基金Project supported by the National Natural Science Foundation of China(No.81771158)the Science Foundation of the Health Commission of Zhejiang Province(Nos.2016147373 and 2019321345),China
文摘The purpose of this study was to explore the differences in interhemispheric functional connectivity in patients with Alzheimer’s disease(AD) and amnestic mild cognitive impairment(aMCI) based on a triple network model consisting of the default mode network(DMN), salience network(SN), and executive control network(ECN). The technique of voxel-mirrored homotopic connectivity(VMHC) analysis was applied to explore the aberrant connectivity of all patients.
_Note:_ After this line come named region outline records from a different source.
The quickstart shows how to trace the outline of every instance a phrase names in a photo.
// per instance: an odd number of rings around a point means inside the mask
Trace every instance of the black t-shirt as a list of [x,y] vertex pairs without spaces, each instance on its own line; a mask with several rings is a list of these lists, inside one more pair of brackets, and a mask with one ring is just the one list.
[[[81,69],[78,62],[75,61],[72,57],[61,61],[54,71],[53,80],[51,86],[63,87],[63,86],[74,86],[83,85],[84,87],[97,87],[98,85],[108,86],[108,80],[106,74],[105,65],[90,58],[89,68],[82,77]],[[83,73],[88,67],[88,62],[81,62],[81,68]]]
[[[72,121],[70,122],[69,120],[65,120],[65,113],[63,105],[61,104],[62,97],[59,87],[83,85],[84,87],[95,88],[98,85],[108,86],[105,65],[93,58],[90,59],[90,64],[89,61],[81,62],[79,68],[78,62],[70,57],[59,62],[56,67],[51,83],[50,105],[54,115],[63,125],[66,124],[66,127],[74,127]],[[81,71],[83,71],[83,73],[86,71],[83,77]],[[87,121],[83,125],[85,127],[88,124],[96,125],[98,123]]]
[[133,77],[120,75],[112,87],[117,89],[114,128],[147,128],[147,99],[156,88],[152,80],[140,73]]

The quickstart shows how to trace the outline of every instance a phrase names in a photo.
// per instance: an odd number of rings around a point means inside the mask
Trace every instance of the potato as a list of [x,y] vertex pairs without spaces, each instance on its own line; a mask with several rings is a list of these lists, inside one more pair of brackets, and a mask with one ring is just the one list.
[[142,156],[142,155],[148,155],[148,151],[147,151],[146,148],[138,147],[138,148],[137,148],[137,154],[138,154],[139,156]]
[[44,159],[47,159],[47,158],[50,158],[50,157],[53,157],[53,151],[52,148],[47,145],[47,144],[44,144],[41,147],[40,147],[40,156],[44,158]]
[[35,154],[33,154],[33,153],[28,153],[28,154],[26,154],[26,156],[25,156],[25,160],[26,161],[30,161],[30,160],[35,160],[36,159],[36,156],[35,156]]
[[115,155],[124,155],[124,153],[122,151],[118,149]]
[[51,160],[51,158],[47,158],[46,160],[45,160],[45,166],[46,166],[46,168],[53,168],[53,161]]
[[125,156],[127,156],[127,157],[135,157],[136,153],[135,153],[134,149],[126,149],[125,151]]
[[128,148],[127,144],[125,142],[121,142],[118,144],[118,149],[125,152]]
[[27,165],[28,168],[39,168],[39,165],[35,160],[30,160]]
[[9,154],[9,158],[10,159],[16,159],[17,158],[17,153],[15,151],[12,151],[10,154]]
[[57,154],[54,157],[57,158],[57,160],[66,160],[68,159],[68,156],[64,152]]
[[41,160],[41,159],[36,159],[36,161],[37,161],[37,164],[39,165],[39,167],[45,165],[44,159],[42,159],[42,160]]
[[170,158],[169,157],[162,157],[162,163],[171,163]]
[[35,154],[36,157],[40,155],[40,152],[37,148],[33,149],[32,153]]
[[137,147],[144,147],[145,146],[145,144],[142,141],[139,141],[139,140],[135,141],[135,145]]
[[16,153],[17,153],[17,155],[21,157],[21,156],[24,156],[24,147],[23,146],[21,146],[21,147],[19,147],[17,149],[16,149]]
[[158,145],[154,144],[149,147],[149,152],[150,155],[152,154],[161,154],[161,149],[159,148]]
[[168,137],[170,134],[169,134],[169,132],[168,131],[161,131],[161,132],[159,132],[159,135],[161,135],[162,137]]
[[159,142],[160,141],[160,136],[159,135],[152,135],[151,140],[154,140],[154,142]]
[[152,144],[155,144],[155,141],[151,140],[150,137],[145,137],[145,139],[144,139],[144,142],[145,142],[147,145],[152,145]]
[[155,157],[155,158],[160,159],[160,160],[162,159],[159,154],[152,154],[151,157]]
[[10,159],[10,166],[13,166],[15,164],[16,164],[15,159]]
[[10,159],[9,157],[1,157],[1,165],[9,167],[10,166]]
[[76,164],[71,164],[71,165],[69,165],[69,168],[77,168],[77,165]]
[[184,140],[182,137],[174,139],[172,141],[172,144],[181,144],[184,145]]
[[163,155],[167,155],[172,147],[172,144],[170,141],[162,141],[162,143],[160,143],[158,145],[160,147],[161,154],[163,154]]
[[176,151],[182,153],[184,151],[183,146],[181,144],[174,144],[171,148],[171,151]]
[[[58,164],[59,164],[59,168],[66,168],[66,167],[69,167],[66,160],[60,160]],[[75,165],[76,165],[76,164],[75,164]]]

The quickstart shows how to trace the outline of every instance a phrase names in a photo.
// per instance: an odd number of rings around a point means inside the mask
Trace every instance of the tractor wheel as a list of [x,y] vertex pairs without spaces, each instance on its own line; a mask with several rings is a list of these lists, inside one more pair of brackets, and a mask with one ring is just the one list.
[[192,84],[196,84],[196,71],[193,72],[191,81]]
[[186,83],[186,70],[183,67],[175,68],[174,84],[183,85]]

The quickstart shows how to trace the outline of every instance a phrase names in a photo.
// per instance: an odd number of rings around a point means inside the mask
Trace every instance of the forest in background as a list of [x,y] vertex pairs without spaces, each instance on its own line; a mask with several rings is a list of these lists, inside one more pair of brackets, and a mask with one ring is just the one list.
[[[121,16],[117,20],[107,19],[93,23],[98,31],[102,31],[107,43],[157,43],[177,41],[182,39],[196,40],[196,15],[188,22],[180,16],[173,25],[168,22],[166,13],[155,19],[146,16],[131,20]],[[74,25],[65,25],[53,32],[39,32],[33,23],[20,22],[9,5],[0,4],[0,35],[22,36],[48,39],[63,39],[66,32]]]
The results showed that:(1) the statistically significant connections of interhemispheric brain regions included DMN-related brain regions(i.e. precuneus, calcarine, fusiform, cuneus, lingual gyrus, temporal inferior gyrus, and hippocampus), SN-related brain regions(i.e. frontoinsular cortex), and ECN-related brain regions(i.e. frontal middle gyrus and frontal inferior);(2) the precuneus and frontal middle gyrus in the AD group exhibited lower VMHC values than those in the aMCI and healthy control(HC) groups, but no significant difference was observed between the a MCI and HC groups; and(3) significant correlations were found between peak VMHC results from the precuneus and Mini Mental State Examination(MMSE) and Montreal Cognitive Scale(MOCA) scores and their factor scores in the AD, a MCI, and AD plus aMCI groups, and between the results from the frontal middle gyrus and MOCA factor scores in the a MCI group. These findings indicated that impaired interhemispheric functional connectivity was observed in AD and could be a sensitive neuroimaging biomarker for AD. More specifically, the DMN was inhibited, while the SN and ECN were excited. VMHC results were correlated with MMSE and MOCA scores, highlighting that VMHC could be a sensitive neuroimaging biomarker for AD and the progression from aMCI to AD.